Last week my fellow EDP/Evening News columnist Peter Franzen provoked predictable (and of course, largely anonymous) outrage from social media keyboard warriors when he dared to suggest that dogs should not be allowed into restaurants.

I’m a dog owner myself, and while my pooch has been going to the pub since he was a pup, I don’t take him into restaurants, because I know he would embarrass me and disrupt others by cadging for food, squeaking with excitement and ensuring the whole establishment was aware of his presence.

However, I happen to think Peter is wrong, because there are many dogs which are better behaved than my own cockapoo.  Go to any restaurant in France, and you will see them quietly sharing the space with their owners.  They are not spoiling anyone’s dinnertime.

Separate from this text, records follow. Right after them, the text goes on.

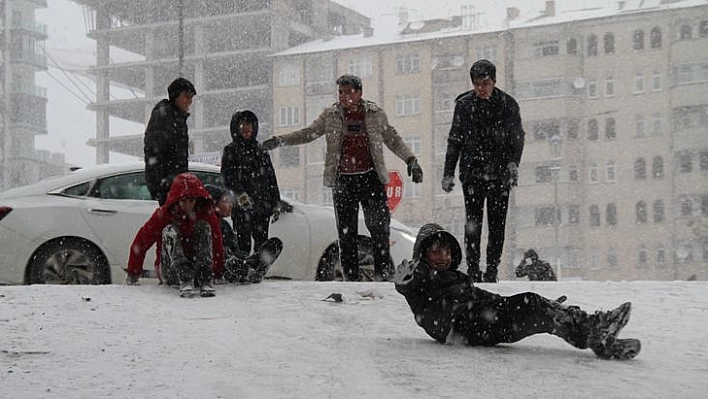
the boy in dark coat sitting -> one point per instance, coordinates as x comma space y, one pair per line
451, 309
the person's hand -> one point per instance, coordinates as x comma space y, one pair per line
132, 280
244, 201
513, 174
276, 212
272, 143
448, 183
415, 170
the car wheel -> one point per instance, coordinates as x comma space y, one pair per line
68, 261
330, 268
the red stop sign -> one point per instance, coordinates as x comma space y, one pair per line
394, 190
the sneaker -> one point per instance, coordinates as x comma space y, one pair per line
186, 290
206, 290
605, 327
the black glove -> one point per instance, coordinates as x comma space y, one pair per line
244, 201
513, 174
415, 171
272, 143
448, 183
276, 212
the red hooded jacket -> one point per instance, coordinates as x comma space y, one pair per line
185, 185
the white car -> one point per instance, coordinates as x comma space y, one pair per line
77, 229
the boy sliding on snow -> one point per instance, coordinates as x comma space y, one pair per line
186, 229
237, 269
449, 308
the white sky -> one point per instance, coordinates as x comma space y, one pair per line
70, 124
279, 340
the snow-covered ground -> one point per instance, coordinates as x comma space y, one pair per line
280, 340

There are many things more annoying in restaurants than a well-behaved dog.  Here are just five of them.

Selfish dog owners
It’s not dogs themselves which are to blame, but those owners who think that their own rights somehow trump those of everybody else to eat their meal free of barking, wet dog smells and dog hairs on the seats.

Well behaved dogs sitting quietly under the table are no problem; it is those which are allowed to run riot which cause the problems.  Which brings me on to…

Selfish children owners (aka parents)
Children in restaurants is yet another area where our continental neighbours seem to have got it right.  In France or Italy, children are taught from a very young age how to behave in a public dining room, how to eat with good table manners, and how to respect everybody else’s right to a pleasant meal.

Children will only run riot if parents allow them to, and unfortunately this is so common that many reasonable people (some child-owners themselves) support making restaurants child-free.  I think this is a shame – if we don’t teach the next generation the joys of eating out, what future is there for our hospitality industry?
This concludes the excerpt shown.